Central America peace plan to test Costa Rican leader. Arias plan stresses diplomatic initiatives

Costa Rican President Oscar Arias S'anchez is a diplomatic tightrope walker. Mr. Arias's year-old balancing act between the United States and Nicaragua is due to be put to the test later this month, when he offers his Central American peace plan for discussion at a summit of regional leaders. By holding to his stance so far, the President has earned respect as an honest broker.

Arias's peace plan has won unanimous support from the US Senate, and expressions of goodwill from the White House, but his proposals clearly fall short of the goals President Reagan has set for his policy on Nicaragua.

In large part, say diplomatic analysts in Central America, this is because the Costa Rican President appears convinced that US support for the Nicaraguan contra rebels is a dead end, offering no real prospect of a solution to the regional crisis.

Arias's stress on diplomatic, rather than military initiatives, derives from Costa Rica's declared neutrality in Central America's conflicts. And Arias has illustrated that neutrality by taking a number of actions that hampered the US-backed contra cause.

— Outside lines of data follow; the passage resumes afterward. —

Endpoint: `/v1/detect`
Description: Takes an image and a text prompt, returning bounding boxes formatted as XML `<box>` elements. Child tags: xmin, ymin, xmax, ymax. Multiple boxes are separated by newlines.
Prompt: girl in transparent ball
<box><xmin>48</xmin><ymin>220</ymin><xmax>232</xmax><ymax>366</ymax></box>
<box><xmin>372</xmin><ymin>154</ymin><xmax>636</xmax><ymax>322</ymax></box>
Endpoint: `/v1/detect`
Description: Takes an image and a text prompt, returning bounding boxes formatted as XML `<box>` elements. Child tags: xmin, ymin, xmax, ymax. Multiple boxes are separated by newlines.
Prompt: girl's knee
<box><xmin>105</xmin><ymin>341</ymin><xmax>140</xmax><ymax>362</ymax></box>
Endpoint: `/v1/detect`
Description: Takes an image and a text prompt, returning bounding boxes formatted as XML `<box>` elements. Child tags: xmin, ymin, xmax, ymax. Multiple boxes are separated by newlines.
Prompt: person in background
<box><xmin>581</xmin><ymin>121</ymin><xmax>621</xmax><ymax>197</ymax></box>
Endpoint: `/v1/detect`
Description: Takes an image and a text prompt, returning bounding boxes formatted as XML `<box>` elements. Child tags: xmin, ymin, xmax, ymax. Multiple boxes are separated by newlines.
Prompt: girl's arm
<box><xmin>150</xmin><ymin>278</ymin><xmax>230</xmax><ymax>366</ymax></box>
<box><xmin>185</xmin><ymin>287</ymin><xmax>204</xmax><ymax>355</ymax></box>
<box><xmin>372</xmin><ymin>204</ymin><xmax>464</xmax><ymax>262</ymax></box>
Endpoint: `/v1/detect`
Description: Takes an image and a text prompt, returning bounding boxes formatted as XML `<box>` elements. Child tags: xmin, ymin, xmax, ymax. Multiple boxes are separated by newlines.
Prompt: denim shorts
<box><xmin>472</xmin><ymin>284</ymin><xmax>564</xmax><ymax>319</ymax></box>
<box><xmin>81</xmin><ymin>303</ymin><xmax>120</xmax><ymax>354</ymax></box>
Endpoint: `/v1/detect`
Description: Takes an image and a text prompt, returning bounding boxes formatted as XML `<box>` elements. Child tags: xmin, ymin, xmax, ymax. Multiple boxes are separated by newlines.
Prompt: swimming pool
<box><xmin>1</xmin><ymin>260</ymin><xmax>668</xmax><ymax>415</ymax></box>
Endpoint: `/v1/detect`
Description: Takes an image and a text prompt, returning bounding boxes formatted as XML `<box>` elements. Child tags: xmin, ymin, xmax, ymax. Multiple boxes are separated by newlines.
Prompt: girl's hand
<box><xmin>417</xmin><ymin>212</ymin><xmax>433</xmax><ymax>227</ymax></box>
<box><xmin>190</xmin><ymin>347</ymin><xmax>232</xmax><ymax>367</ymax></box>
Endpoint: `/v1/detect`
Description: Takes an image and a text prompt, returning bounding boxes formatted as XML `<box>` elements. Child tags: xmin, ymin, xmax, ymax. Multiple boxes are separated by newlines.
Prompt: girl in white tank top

Most strikingly, Arias closed down an airstrip in northern Costa Rica that the semiofficial, semiprivate US support network built for the contras in 1985. His predecessor, Luis Alberto Monge, though declaring Costa Rica's ``perpetual neutrality'' in 1983, had turned a blind eye to the landing strip's construction. Within weeks of taking office last May, and in the face of fierce protests from then US Ambassador Lewis Tambs, Arias ordered it shut.

Arias has also kept his promise to arrest contra guerrillas caught in Costa Rican territory, thus hindering Nicaraguan rebel efforts to build a ``southern front'' in their war against the Sandinistas. And he has warned contra civilian leaders that, should they take charge of rebel military operations, he will forbid them to meet in Costa Rica.

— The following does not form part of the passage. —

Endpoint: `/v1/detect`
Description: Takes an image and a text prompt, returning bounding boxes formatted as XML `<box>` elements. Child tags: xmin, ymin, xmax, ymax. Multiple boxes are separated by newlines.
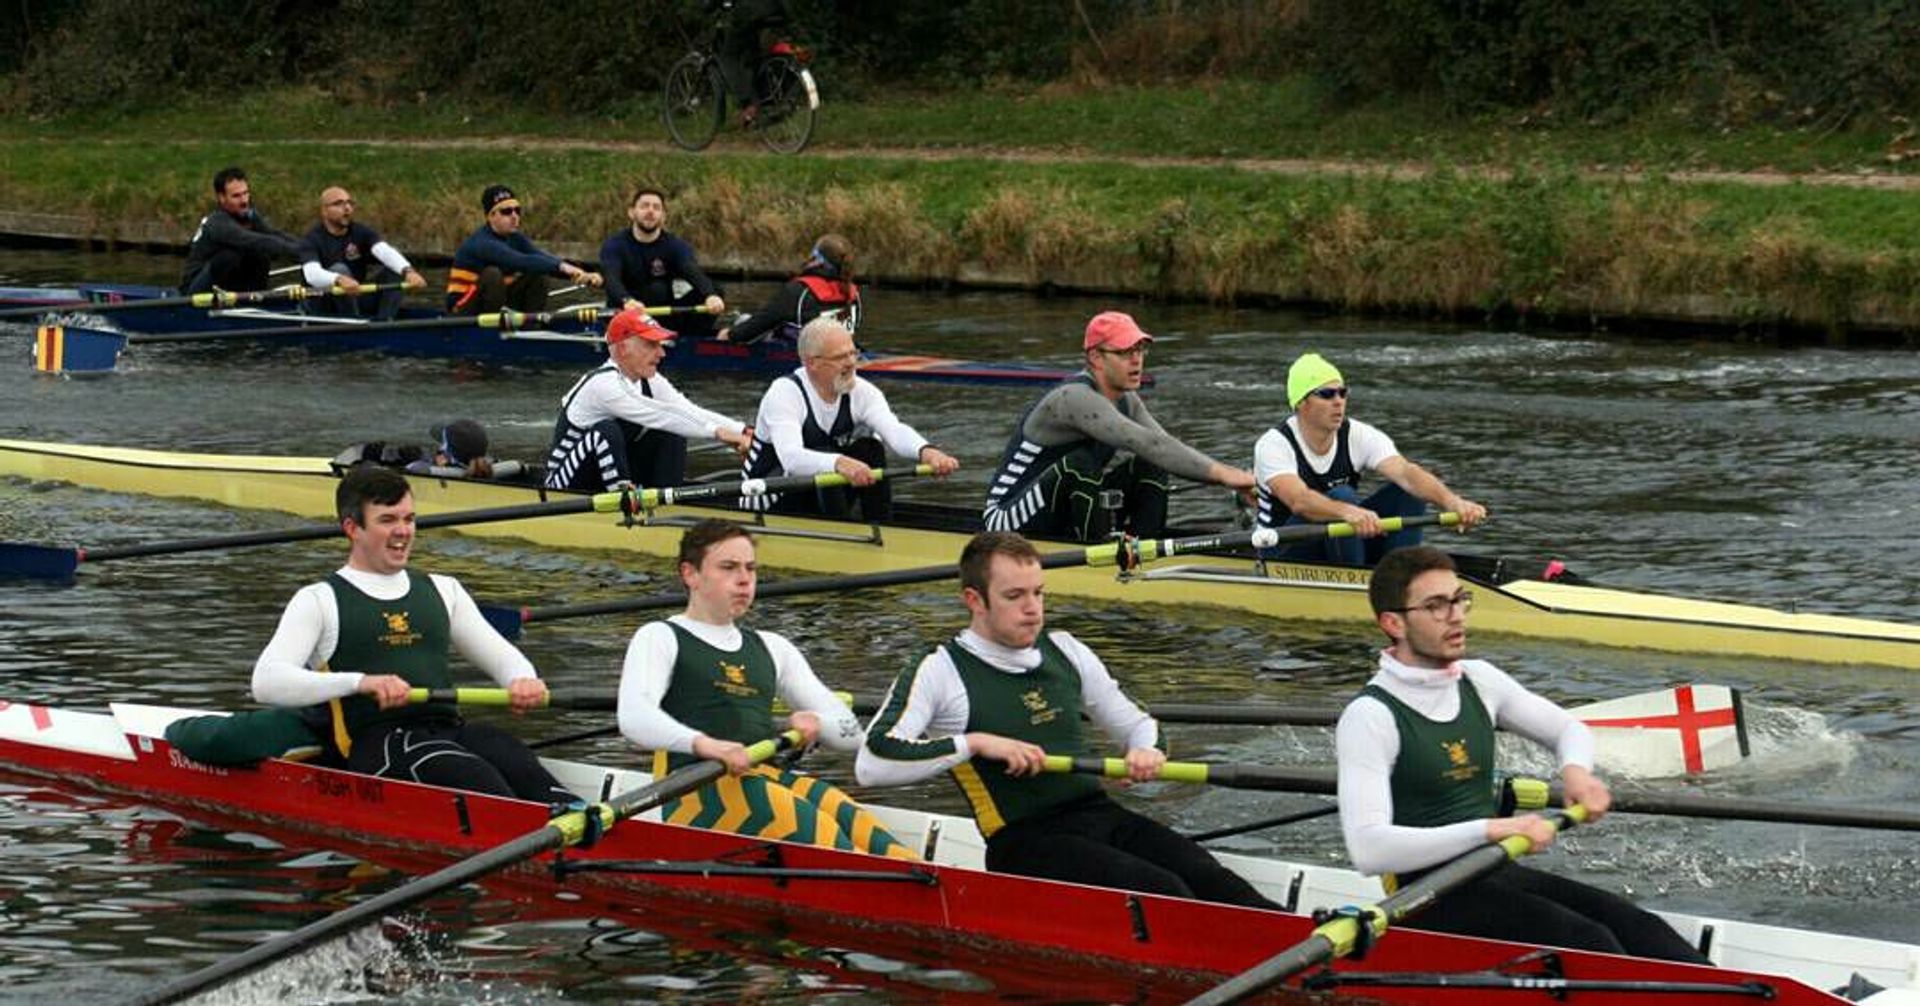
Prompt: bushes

Adolfo Calero, leader of the largest contra army, has long been persona non grata in Costa Rica.

Such behaviour is in marked contrast to the active support that Honduras and El Salvador, Nicaragua's other neighbors, have offered to the contras' military efforts. And even more surprisingly, Arias has held firm despite his economy's critical dependence on US aid: Costa Rica receives more US economic assistance per capita than any other country in the world except Israel.

Arias has not fallen from his tightrope for several reasons, but key to them all is Costa Rica's 40-year tradition of peaceful democratic rule, unique in Latin America.

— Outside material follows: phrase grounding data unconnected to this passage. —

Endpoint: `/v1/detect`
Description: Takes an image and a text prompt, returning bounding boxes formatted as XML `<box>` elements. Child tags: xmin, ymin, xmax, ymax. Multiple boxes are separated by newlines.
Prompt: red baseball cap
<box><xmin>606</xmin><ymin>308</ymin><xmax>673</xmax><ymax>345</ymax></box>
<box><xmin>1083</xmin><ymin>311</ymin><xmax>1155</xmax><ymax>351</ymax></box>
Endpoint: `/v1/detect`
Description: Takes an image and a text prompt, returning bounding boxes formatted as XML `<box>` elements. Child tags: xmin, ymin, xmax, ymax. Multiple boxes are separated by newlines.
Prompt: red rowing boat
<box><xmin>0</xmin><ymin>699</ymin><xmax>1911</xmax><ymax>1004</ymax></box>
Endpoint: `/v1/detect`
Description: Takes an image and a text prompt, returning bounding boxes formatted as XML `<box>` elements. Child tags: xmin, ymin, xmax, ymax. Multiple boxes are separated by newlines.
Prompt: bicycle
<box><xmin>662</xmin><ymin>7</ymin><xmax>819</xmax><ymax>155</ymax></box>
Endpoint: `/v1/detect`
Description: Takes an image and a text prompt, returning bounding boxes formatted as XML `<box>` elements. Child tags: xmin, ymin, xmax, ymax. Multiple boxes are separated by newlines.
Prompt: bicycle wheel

That history of uneventful swings between Arias's Social Democratic Party and its moderately conservative rival has given Costa Rica a credibility in international affairs that no other country in the region can match. At home, Arias's peace plan enjoys the opposition's full support, giving it a strength it might not otherwise possess.

At the same time, the President is freed of any unwelcome pressure from the Army, such as his counterparts in El Salvador and Honduras have to deal with, because Costa Rica disbanded its army in 1949.

Costa Rica's reputation of neutrality has won it widespread support in Latin America and Western Europe. Countries in those two regions which share doubts about the wisdom of US Central American policy, and about the Sandinistas' real intentions, find in Costa Rica an ideal regional spokesman. Arias is in fact just winding up a three-week tour of Western Europe, garnering political backing for his peace plan.

Costa Rica's promise of an alternative has also found supporters in the US, as the Democratic Party casts about for a Central American policy. It was no coincidence that as Arias first unveiled his peace plan last February, sitting in the audience was Senator Christopher Dodd (D) of Connecticut, a leading figure in the Democrats' Central America policy debate.

Among Arias's advantages in playing this role are his unimpeachable anticommunist credentials.